For context, hormonal birth control methods like the pill have typical-use failure rates around 7% to 9% per year, so a well-implemented BBT-based app lands in a similar range for typical users. Perfect use is far more demanding with BBT, though, because it requires months of consistent tracking and strict avoidance of unprotected sex during any days flagged as potentially fertile.
What Your BBT Chart Can Reveal
Beyond ovulation timing, the shape of your chart can flag hormonal patterns worth paying attention to. If the second half of your cycle (the time between ovulation and your period) consistently runs shorter than 11 days on your BBT chart, there’s a high likelihood of a luteal phase defect, a condition where progesterone support is insufficient. In one study, 30% of women with this condition showed luteal phases under 11 days on their charts, and the vast majority of those women had confirmed hormonal abnormalities on biopsy. None of the women with normal hormone levels had luteal phases that short.
Interestingly, the speed of the temperature rise after ovulation doesn’t appear to distinguish normal cycles from abnormal ones. It’s the total length of the elevated phase that matters. If you consistently see fewer than 11 days of high temperatures before your period arrives, that’s a pattern worth discussing with a reproductive health provider.
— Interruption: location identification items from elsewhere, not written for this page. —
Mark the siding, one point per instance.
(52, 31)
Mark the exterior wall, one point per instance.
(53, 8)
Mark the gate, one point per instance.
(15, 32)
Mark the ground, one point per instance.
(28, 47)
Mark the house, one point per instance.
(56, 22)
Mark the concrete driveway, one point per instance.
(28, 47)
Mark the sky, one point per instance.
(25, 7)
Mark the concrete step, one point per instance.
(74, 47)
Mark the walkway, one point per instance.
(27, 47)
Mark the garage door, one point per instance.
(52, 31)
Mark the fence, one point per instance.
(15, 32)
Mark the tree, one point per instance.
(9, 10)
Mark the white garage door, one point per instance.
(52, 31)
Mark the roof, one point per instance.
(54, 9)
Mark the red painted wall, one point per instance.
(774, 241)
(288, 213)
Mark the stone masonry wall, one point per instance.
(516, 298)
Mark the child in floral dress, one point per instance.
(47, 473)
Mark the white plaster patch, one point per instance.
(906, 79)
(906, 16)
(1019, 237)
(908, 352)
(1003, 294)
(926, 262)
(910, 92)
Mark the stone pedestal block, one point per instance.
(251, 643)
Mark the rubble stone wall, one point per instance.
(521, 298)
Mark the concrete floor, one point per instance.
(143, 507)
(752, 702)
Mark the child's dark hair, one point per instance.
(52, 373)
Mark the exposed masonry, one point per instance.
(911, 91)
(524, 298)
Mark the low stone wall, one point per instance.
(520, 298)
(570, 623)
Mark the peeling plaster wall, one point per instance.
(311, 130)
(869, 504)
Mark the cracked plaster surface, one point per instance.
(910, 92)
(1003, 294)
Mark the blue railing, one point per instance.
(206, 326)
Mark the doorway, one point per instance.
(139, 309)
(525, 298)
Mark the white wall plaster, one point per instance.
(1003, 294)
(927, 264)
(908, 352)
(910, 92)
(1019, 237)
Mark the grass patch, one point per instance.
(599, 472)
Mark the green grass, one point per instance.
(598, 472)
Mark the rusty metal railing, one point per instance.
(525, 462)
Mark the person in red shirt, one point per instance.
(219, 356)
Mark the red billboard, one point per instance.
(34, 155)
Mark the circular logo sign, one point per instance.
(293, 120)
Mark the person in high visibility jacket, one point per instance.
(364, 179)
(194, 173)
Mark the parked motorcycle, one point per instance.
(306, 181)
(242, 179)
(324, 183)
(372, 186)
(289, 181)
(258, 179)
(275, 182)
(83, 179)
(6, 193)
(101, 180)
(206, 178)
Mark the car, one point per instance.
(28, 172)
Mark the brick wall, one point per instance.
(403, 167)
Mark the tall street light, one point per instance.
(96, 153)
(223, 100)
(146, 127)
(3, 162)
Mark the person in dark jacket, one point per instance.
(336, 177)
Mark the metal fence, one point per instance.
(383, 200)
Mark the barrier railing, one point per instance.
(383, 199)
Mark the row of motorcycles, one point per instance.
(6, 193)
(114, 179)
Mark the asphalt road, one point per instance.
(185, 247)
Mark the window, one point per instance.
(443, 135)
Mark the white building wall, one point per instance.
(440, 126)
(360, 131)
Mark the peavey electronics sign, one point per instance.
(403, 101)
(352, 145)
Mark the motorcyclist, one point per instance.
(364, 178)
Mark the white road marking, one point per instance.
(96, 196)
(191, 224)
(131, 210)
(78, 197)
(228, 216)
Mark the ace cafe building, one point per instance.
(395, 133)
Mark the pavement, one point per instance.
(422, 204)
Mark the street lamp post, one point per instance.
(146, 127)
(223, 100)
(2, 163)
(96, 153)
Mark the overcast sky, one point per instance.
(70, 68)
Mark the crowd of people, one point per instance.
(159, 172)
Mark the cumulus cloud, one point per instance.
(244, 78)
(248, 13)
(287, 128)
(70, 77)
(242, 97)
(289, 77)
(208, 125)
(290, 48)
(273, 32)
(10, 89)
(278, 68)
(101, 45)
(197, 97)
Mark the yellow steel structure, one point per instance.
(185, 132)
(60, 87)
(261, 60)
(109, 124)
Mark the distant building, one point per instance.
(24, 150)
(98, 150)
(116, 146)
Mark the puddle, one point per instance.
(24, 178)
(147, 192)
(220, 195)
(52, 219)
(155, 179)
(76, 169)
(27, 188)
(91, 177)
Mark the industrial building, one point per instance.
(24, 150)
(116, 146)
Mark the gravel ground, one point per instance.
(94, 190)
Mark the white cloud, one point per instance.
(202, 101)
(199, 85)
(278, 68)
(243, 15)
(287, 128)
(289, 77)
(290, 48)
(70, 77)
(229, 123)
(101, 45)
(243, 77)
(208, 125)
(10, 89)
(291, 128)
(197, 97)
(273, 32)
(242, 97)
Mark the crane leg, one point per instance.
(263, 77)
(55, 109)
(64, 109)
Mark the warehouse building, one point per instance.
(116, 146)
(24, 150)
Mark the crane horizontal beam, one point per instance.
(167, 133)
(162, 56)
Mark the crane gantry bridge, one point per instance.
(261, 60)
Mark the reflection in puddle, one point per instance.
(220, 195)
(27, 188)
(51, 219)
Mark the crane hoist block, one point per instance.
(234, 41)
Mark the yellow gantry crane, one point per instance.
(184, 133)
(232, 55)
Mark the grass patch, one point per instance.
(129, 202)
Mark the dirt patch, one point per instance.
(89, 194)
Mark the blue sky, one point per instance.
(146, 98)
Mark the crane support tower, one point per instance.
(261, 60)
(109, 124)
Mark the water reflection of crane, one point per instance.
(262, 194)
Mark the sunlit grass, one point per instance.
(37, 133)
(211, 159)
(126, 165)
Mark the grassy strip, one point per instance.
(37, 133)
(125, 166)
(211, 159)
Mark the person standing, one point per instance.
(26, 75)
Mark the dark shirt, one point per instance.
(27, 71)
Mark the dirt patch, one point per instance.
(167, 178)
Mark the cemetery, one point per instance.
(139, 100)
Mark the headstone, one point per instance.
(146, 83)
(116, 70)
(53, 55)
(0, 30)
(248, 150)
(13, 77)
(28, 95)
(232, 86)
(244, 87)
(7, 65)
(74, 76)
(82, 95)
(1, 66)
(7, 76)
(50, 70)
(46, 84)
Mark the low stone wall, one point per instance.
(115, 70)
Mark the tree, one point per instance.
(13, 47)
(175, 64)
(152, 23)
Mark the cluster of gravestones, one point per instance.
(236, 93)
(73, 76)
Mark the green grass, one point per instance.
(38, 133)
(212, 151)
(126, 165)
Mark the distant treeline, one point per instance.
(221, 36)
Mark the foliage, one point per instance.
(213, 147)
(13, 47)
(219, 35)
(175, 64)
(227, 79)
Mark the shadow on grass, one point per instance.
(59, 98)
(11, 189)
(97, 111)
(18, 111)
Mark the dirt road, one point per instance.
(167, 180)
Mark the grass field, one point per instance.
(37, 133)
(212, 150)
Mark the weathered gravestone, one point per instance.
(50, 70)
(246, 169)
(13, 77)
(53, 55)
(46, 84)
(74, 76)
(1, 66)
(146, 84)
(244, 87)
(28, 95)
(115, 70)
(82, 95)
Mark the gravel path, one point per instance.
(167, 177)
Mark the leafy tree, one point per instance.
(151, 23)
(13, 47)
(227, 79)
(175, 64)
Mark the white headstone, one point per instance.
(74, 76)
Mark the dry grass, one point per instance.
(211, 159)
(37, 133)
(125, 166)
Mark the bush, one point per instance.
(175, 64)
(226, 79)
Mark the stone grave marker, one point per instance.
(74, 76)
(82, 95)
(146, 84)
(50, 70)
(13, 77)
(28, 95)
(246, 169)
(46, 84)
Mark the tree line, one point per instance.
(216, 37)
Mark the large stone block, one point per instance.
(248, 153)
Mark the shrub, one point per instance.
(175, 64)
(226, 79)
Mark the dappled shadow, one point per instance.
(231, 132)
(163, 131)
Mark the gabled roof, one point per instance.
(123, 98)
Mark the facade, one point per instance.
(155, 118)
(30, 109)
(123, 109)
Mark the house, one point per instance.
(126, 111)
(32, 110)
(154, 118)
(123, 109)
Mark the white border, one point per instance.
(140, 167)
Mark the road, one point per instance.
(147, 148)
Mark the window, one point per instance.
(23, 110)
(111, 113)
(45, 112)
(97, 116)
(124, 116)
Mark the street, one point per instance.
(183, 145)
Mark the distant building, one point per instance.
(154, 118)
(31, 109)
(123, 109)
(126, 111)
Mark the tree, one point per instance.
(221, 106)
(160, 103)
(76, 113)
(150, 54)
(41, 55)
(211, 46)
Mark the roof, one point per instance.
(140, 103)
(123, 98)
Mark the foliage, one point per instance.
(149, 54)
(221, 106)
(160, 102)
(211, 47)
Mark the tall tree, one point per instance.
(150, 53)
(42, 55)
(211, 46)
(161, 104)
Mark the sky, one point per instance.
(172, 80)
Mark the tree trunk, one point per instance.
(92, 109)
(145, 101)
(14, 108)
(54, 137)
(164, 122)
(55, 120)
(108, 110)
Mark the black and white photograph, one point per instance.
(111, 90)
Getting the Most From BBT Tracking
BBT charting works best when you treat it as one piece of a larger picture rather than a standalone tool. Combining it with cervical mucus observations or OPK strips gives you both a forward-looking and backward-looking signal, which together are more reliable than either alone.
To minimize noise in your readings, keep your routine tight: same thermometer, same method (oral is standard), same time each morning, and always before you sit up or move around. Note any disruptions on your chart, like a night of poor sleep, alcohol, or feeling unwell, so you can account for suspicious readings rather than letting them throw off your interpretation. Most practitioners recommend at least three consecutive cycles of charting before drawing conclusions, because the pattern across cycles is far more informative than any single month.